Glory miró asustada hacia la puerta. Sin embargo, su madre tardaba mucho en levantarse cuando le dolía la cabeza, algo relativamente frecuente. A veces no aparecía hasta la noche, y a veces ni siquiera entonces.

– ¿Te atreves? -preguntó la niña.

– Si tú te atreves, yo también.

– Muy bien. Lo primero que necesitamos es acercar un sofá para poder llegar al estante. Si empujamos entre los dos, lo conseguiremos.

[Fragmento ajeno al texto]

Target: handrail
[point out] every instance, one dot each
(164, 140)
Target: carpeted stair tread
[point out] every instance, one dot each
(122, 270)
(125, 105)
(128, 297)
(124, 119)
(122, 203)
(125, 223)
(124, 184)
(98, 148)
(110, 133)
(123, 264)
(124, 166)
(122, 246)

Juntos lo lograron. No obstante, Glory no tardó mucho en descubrir que el volumen era más grande y pesado de lo que imaginaba. A punto estuvo de no poder sacarlo. Y cuando lo hizo, no pudo evitar que cayera al suelo con un estruendo. Los dos niños se volvieron hacia la puerta del despacho, helados.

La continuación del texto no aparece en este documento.